Lastly, you need to check that if $h, h'$ are isomorphic lie algebras with 1-dimensional centers $c, c'$ and commutative quotients $h/c, h'/c'$ which are isomorphic as vector spaces, then there exists an isomorphism $$ \alpha: (h/c, \phi)\to (h'/c', \phi'), $$ where $h=Ext_{\phi}$ and $h'=Ext_{\phi'}$. You prove this by observing that the isomorphism $h\to h'$ has to send center to center.

Therefore, the set of isomorphism classes of your lie algebras is parameterized by the set of isomorphism classes of pairs $(g, \phi)$ where $g$ is a $k$-vector space and $\phi$ is a nondegenerate antisymmetric bilinear form on $g$. Since all such forms are isomorphic, there is a unique one, determined by the dimension of $g$. The corresponding central extension is called Heisenberg Lie algebra.

Answer 3

I am also reading this book for recreation, and just got to Exercise 3.10. I'm not sure if this is "rigorous," but as in the text, I broke down the case where $L' \subset Z(L)$. I created a basis set $\{x_1,\ldots,x_r,z_1,\ldots,z_s\}$ where the $x_i \notin Z(L)$ and $z_j \in Z(L)$. Then you have that, for some index $k$, $[x_i,x_l]=\alpha_{il}z_k$ for all $1\leq i,l \leq r$. Since $[x_l,x_i]=-\alpha_{il}z_k$, the matrix $A$ of the $\alpha_{il}$ (with 0's along the diagonal) is a skew-symmetric matrix -- again, I'm "ignoring" in my counting of necessary rows and columns the center of the Lie algebra, focusing instead on the non-central part. If you encounter another Lie algebra of the same dimension with the same breakdown, but different structure constants, you then use the fact that if you change the basis of a Lie algebra, then in this setting, the new structure constants are represented by $B^TAB$ where $B$ is the change of basis matrix. So now you're looking for equivalence classes of skew-symmetric matrices under conjugacy. This post breaks that down: Two skew symmetric matrices of same rank are congruent..

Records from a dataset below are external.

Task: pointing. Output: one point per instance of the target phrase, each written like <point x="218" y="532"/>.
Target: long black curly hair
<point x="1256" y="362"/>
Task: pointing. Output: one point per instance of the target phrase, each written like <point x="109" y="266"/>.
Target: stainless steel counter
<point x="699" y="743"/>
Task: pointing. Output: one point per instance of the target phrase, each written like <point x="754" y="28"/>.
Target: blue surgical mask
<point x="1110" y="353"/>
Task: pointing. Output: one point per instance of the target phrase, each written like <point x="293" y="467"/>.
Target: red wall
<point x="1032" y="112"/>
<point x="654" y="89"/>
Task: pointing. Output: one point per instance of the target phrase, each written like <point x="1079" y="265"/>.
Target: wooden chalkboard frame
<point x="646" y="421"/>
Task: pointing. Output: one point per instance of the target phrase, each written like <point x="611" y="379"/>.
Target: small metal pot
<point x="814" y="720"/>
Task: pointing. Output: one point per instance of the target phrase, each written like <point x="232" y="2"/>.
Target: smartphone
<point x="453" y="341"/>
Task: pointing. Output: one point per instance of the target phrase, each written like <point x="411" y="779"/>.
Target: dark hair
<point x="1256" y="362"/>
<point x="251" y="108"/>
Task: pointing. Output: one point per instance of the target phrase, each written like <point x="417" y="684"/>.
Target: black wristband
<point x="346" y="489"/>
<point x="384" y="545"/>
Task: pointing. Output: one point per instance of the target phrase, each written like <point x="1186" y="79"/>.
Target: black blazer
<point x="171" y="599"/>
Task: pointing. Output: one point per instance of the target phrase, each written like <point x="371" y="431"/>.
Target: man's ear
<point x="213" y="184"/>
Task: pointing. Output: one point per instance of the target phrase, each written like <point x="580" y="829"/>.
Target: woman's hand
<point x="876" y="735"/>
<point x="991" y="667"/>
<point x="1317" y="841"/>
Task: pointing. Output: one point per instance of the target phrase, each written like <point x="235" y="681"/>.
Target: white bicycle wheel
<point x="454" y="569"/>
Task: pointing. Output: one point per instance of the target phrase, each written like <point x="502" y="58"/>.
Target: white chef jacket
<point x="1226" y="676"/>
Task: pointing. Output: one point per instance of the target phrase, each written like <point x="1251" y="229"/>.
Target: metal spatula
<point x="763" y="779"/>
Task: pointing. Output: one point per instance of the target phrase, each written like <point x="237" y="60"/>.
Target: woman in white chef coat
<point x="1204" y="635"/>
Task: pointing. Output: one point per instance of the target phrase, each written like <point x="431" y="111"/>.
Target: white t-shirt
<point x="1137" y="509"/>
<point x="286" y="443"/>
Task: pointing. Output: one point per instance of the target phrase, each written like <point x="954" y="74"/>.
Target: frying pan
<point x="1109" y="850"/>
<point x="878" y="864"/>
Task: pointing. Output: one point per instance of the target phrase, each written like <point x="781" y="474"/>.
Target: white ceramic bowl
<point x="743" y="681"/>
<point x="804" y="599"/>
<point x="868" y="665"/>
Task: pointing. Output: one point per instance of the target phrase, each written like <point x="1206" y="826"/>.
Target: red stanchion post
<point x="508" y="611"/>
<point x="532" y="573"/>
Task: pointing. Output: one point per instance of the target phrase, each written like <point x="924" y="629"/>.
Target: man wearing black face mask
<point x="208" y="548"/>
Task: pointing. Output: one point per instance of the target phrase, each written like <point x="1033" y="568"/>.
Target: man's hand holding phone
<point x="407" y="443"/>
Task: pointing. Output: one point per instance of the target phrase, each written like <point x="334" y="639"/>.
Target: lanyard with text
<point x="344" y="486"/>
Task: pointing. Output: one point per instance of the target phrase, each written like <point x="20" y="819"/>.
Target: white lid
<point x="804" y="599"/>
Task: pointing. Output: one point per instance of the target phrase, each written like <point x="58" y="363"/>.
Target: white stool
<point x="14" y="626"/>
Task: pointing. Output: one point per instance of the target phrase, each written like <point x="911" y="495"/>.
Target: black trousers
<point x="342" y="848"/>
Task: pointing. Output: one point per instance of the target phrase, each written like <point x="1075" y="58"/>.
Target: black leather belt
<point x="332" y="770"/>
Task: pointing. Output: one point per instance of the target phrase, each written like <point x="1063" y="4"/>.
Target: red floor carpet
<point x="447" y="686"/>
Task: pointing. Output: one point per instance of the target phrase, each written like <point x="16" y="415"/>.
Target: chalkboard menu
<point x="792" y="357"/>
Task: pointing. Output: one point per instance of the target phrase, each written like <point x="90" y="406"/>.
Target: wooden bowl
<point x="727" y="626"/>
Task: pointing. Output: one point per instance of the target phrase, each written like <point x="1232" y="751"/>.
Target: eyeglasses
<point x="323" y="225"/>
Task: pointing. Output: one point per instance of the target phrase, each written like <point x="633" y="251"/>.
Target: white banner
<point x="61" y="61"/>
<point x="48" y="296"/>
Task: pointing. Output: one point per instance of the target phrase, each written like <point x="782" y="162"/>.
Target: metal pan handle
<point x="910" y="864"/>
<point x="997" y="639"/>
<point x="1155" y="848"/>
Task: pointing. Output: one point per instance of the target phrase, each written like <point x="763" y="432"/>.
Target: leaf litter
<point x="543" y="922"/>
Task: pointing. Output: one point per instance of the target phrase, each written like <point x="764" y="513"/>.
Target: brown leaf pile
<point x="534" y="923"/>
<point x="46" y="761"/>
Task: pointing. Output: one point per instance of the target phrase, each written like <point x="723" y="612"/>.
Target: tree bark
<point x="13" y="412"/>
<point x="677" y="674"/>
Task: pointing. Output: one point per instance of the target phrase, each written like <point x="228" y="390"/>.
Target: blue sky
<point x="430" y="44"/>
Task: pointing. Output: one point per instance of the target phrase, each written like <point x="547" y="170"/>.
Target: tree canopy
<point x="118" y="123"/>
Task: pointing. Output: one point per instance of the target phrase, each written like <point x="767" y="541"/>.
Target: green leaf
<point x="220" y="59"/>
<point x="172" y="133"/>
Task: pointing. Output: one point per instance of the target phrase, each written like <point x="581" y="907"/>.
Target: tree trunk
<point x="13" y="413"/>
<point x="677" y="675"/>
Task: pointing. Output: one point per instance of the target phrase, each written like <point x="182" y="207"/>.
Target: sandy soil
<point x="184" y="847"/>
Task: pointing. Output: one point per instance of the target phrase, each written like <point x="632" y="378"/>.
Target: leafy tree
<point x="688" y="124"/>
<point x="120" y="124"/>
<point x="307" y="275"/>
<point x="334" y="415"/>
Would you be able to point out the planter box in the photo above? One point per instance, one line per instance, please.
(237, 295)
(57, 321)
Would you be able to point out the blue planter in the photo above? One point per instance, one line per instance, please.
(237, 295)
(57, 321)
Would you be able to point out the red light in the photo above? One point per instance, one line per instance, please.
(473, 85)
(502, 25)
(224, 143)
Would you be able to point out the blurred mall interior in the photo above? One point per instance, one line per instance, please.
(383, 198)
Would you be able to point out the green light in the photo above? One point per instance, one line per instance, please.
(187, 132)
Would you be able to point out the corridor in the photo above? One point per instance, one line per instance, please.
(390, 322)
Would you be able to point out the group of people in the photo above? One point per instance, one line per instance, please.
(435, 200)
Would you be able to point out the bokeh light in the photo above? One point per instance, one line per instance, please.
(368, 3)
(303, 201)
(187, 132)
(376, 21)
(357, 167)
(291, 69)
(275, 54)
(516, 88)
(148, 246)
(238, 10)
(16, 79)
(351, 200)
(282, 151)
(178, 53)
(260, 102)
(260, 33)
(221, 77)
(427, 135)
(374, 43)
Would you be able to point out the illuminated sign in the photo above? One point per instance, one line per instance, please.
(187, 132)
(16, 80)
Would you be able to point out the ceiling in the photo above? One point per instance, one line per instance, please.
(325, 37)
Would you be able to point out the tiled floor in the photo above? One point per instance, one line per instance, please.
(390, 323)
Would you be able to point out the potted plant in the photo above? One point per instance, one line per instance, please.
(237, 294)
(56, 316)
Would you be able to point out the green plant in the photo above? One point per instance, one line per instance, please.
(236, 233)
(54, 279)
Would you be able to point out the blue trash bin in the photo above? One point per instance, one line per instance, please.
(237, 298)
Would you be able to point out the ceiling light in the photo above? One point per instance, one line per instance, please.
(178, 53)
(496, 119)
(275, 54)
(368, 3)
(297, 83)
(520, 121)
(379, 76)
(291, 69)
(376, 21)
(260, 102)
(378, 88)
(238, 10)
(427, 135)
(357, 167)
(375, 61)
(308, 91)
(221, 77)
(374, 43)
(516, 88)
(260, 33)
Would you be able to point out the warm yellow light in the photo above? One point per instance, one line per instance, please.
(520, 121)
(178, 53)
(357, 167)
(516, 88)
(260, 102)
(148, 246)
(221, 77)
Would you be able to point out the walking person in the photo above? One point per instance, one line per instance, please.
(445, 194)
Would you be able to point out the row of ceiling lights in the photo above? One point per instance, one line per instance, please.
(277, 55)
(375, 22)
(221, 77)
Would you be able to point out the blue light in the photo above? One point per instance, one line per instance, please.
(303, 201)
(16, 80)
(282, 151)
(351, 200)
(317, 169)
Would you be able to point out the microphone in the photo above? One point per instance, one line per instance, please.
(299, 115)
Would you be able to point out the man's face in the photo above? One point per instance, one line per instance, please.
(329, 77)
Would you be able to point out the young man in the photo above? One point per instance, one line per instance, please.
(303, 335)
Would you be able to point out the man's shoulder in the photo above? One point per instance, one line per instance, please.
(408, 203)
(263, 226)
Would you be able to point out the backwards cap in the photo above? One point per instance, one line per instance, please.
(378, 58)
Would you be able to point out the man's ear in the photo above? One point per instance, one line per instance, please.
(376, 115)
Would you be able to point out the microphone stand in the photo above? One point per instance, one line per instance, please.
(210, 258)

I think the same reasoning applies in the case where $L' \not\subset Z(L)$. Pick an element that spans $L'$, say $x_1$, pick all your basis vectors that span $Z(L)$, then complete the basis by adding $x_2,x_3,\ldots,x_r$. Here you have $[x_i,x_j]=\alpha_{ij}x_1$. Here again you have an $r\times r$ skew-symmetric matrix.

At least, that's how I'm approaching the problem. Feedback welcome!